LICENSE
Copyright [1999-2015] Wellcome Trust Sanger Institute and the EMBL-European Bioinformatics Institute Copyright [2016-2024] EMBL-European Bioinformatics Institute
Licensed under the Apache License, Version 2.0 (the "License"); you may not use this file except in compliance with the License. You may obtain a copy of the License at
http://www.apache.org/licenses/LICENSE-2.0
Unless required by applicable law or agreed to in writing, software distributed under the License is distributed on an "AS IS" BASIS, WITHOUT WARRANTIES OR CONDITIONS OF ANY KIND, either express or implied. See the License for the specific language governing permissions and limitations under the License.
CONTACT
Please email comments or questions to the public Ensembl
developers list at <http://lists.ensembl.org/mailman/listinfo/dev>.
Questions may also be sent to the Ensembl help desk at
<http://www.ensembl.org/Help/Contact>.
NAME
Bio::EnsEMBL::Mapper
SYNOPSIS
$map = Bio::EnsEMBL::Mapper->new( 'rawcontig', 'chromosome' );
# add a coodinate mapping - supply two pairs or coordinates
$map->add_map_coordinates(
$contig_id, $contig_start, $contig_end, $contig_ori,
$chr_name, chr_start, $chr_end
);
# map from one coordinate system to another
my @coordlist =
$mapper->map_coordinates( 627012, 2, 5, -1, "rawcontig" );
DESCRIPTION
Generic mapper to provide coordinate transforms between two disjoint coordinate systems. This mapper is intended to be 'context neutral' - in that it does not contain any code relating to any particular coordinate system. This is provided in, for example, Bio::EnsEMBL::AssemblyMapper.

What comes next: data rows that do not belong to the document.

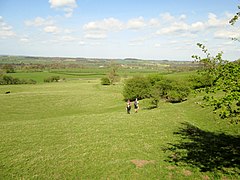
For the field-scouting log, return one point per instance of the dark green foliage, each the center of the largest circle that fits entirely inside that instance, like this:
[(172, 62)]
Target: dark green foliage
[(171, 90), (224, 92), (137, 87), (156, 87), (52, 79), (105, 81), (7, 80), (9, 68), (235, 17), (200, 81), (205, 150)]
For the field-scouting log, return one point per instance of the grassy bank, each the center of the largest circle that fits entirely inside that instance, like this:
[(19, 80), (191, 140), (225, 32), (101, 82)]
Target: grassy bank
[(79, 129)]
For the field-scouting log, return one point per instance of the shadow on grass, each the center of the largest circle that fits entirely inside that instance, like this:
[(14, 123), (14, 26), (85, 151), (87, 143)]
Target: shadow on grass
[(208, 151)]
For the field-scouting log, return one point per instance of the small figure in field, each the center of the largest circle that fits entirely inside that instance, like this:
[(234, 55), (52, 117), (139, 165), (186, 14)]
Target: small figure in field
[(128, 108), (136, 105)]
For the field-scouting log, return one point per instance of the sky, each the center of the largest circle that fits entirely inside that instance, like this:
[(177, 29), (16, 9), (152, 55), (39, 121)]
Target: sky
[(144, 29)]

Mappings consist of pairs of 'to-' and 'from-' contigs with coordinates on each. Orientation is abbreviated to 'ori',
The contig pair hash is divided into mappings per seq_region, the code below makes assumptions about how to filter these results, thus the comparisons for some properties are absent in the code but implicit by data structure.
The assembly mapping hash '_pair_last' orders itself by the target seq region and looks like this:
1 => ARRAY(0x1024c79c0)
0 Bio::EnsEMBL::Mapper::Pair=HASH(0x1024d6198)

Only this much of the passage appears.